Healthcare professionals responsible for medication safety in their organisation must deliver an appropriate response to safety alerts

National Patient Safety Alerts (PSAs)

National Patient Safety alerts are issued by the Central Alerting System (CAS) to communicate actions required by healthcare providers to be undertaken to reduce the risk of death or disability.

These alerts set out actions that healthcare organisations must take to reduce an identified risk.  Failure to take the actions required under any National Patient Safety Alert may lead to the Care Quality Commission (CQC) taking regulatory action.
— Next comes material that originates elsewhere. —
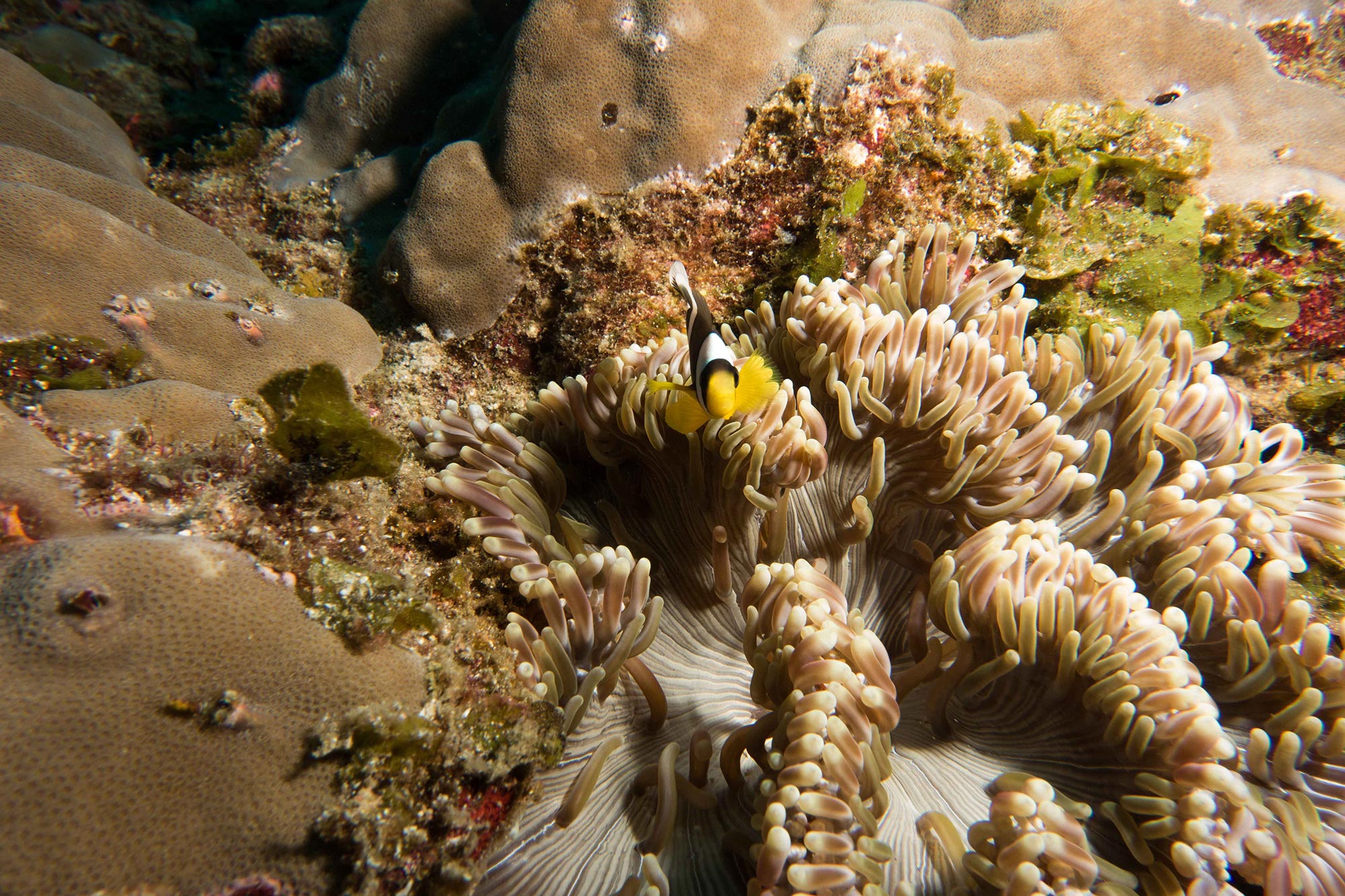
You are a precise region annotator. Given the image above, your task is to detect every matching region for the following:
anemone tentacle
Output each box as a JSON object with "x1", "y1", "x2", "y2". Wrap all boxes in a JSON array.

Central Alerting System (CAS)

The Central Alerting System (CAS) is a web-based cascading system for issuing patient safety alerts, important public health messages and other safety critical information and guidance.  This system is used to disseminate information to the NHS and others, including independent providers of health and social care.

Receiving an alert

Most organisations will have a generic email address for receiving CAS alerts.  All organisations should have processes and a governance structure in place to ensure that alerts are cascaded appropriately.

Closing an alert

Once an organisation has completed all the actions required of an alert, the organisation must respond via CAS.  NHS Trusts and Foundation Trusts which have any national patient safety alerts which have reached their deadline but remain open within the central alerting system will be published on the CAS website.

Organisational response

An organisation should have a governance structure in place to provide assurance that all medicines related alerts and notifications are acknowledged and led by a nominated person; in some organisations all alerts and notifications are noted at a Patient Safety Committee (or equivalent) where the lead is nominated.

Nominating a lead

An operational lead is required to ensure delivery of any required actions from an alert, but executive oversight is required to ensure the board has assurance and to aid embedding actions across the organisation.

Where the alert is medication relation, consideration should be given to whether the Medication Safety Officer (MSO) is the most appropriate operational lead.  As a minimum, the MSO should be asked to be part of the multidisciplinary team co-ordinating the organisational response under another nominated lead.

Deadline for actions

It is important that the review and implementation process starts immediately.  Actions should be given a realistic timeframe to ensure delivery before the deadline

Where immediate actions are required the alert or notification will include a shorter deadline.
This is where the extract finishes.